6. Under certain conditions, telephonic consultations and counselling might be possible for senior citizens.
7. RWA will be termed as
"Preferred-Health Partner and Beneficiary Patient Treatment: as priority
patients (equivalent to patients with prior appointments), and shall provide
access to all specialisations available at the hospital as on that date, with
the following discounts:
i. Out Patient Consultation: Discount of 20% ii. Gerontological and geriatric counselling
at a 30% discount iii. Out Patient Diagnostic Discount of 15% on Blood
investigations and Radiology investigations, etc. iv. Complimentary Room
up-gradation up to the next level (as per room availability) v. Physiotherapy
facilities at a 50% discount vi. Annual Health Check Package: 30% discount vii.
Pharmacy and other consumables: 10% viii. Collateral and Promotions as and when
announced.
II. Family Membership card: Rs. 2,000 (?)
III. Privilege Card: Is offered with an entrance fee of Rs. 2,000 (?) per head annually. Minimum: 50 (?) cards.
In addition to the benefits offered to a membership cardholder, the P.C. holder would get:
1.4 Consultations Out-Patient.
2. Second consultation, in case the cardholder is under treatment with some other doctor.
3. Annual Health checkup: 50% discount.
4. Hospitalisation during the Day: 50% discount.

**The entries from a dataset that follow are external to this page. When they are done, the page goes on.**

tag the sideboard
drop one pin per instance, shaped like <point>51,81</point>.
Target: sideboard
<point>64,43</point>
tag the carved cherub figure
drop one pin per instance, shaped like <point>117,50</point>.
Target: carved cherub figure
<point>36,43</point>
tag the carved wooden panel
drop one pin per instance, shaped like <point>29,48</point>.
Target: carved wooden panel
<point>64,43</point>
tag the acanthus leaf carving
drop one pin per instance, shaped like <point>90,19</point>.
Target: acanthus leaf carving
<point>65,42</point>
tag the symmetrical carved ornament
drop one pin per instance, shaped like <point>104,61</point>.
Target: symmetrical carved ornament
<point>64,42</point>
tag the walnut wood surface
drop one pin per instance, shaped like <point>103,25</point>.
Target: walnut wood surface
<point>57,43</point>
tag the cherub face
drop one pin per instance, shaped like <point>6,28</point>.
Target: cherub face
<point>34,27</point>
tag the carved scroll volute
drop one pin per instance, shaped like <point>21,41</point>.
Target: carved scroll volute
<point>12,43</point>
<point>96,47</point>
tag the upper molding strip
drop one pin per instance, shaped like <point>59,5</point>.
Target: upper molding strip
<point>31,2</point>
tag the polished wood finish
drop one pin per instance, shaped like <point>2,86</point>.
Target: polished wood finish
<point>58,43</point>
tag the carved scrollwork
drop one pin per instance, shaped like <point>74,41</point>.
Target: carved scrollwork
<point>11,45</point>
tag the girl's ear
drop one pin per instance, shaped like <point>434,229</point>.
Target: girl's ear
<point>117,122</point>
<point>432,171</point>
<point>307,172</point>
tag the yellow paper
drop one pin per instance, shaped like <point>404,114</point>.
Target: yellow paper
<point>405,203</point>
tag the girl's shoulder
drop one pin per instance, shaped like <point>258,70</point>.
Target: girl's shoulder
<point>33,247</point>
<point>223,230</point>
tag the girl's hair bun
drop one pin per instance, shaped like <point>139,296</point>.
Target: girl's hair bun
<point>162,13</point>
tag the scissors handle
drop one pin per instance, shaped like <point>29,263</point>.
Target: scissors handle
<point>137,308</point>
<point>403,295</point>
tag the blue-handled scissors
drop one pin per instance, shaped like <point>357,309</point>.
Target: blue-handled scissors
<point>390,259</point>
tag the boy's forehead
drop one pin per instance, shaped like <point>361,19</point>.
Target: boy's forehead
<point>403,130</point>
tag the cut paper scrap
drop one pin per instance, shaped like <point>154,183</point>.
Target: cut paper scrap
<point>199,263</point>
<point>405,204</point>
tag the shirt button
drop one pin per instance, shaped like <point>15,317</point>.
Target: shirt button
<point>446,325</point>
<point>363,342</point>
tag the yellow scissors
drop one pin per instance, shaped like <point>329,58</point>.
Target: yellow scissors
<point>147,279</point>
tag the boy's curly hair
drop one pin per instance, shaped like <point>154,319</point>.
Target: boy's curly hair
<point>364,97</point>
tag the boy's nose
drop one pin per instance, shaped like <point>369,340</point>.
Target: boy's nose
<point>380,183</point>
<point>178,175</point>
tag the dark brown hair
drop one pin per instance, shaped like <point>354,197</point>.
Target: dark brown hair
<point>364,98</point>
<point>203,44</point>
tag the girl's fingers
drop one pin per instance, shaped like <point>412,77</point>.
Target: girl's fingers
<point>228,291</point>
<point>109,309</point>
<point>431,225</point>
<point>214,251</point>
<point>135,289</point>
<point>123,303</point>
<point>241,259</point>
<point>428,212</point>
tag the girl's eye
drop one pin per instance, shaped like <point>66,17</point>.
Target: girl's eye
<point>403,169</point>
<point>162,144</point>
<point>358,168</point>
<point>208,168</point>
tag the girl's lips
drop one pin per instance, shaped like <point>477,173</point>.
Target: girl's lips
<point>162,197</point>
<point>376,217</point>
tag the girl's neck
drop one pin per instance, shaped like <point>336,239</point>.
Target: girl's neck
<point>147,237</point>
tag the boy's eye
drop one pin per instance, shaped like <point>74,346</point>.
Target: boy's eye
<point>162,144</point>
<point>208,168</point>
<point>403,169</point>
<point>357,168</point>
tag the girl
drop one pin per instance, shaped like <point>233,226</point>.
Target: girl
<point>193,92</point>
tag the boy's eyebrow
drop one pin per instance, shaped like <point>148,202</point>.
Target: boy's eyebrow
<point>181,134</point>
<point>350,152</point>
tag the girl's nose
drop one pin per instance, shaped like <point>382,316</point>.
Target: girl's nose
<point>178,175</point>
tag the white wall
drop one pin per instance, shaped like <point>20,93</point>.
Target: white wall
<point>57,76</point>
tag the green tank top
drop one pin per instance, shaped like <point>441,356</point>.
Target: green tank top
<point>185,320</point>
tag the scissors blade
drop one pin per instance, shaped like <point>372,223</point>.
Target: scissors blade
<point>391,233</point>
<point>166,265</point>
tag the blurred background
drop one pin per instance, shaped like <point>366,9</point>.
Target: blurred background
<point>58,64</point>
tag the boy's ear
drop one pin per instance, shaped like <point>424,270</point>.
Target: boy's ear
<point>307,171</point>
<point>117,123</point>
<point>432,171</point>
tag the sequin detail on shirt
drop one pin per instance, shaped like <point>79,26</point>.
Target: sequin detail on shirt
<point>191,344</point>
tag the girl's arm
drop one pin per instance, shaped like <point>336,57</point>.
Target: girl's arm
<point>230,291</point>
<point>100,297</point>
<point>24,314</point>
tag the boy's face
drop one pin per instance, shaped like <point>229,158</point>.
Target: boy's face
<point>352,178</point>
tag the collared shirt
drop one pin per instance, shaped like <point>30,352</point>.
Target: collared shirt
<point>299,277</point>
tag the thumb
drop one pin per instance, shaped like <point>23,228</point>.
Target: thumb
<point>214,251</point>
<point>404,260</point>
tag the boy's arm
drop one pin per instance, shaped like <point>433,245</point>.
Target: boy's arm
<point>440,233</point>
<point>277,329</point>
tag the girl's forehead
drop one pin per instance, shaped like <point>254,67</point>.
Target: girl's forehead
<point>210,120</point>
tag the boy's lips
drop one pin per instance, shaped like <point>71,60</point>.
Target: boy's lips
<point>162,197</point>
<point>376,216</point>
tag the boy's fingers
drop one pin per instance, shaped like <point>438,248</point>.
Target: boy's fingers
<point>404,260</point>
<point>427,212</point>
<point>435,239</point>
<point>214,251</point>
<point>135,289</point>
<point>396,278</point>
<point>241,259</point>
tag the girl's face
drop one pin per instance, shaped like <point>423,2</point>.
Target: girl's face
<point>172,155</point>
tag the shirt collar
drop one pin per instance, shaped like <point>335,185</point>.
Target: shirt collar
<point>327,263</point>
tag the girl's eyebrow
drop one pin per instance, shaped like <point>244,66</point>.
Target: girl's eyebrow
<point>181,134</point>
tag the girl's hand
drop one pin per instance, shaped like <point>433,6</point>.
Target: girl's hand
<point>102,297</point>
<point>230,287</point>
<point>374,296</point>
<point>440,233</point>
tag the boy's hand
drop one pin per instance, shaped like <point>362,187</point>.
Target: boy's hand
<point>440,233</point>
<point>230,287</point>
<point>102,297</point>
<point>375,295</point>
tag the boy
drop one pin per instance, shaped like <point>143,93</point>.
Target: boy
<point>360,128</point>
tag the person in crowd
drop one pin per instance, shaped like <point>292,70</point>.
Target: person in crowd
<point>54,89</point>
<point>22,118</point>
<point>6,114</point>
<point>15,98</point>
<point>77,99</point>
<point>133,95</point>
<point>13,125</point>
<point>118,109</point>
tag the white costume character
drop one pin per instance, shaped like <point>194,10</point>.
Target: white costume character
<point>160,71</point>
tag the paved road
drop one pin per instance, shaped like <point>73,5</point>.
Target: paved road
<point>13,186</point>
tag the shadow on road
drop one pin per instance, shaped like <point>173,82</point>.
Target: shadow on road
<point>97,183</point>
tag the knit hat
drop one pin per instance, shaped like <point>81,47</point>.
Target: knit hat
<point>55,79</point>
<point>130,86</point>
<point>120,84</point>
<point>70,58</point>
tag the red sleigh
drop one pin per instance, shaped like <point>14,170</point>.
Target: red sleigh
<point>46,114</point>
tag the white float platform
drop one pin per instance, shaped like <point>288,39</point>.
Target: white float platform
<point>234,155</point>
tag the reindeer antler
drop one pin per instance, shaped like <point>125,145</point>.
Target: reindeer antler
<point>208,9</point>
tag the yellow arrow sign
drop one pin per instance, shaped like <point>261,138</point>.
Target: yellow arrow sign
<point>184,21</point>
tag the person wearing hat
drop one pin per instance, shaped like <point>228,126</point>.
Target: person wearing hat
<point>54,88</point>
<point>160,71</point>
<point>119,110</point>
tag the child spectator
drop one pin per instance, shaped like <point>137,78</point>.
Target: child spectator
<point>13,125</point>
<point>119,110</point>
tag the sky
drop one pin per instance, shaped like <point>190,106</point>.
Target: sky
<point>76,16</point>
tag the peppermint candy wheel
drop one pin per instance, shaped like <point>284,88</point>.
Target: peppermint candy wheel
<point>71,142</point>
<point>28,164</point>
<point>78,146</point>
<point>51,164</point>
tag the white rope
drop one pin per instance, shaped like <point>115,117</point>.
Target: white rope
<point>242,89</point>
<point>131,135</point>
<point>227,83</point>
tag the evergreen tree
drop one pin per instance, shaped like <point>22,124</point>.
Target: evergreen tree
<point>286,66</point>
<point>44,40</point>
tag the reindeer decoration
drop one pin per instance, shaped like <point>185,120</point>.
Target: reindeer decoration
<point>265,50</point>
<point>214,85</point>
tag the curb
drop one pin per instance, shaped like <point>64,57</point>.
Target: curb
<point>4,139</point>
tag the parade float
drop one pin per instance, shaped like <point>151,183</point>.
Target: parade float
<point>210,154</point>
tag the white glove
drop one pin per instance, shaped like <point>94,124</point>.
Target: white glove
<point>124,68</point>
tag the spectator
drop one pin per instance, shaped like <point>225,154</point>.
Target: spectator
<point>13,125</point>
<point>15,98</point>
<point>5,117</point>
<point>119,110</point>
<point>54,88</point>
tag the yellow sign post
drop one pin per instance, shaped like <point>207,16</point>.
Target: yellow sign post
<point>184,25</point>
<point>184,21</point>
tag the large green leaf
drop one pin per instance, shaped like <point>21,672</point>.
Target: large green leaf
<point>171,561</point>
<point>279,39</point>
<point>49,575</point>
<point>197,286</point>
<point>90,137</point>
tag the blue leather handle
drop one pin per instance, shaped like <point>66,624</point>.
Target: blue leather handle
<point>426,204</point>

5. Domicile visits of the nurses: 50%.
6. Three Domicile visit of a generalist doctor: 25% .
7.Three Medical interventions, including benign surgeries, not involving major surgery, worth Rs.2,000/ each.
8. One visit of the Specialist doctor to another hospital to which the cardholder is referred, at a 30% discount.
9. In addition, the hospital will negotiate in advance a Critical Illness Policy with a cashless facility for all cardholders who would need it, with an insurance company, etc.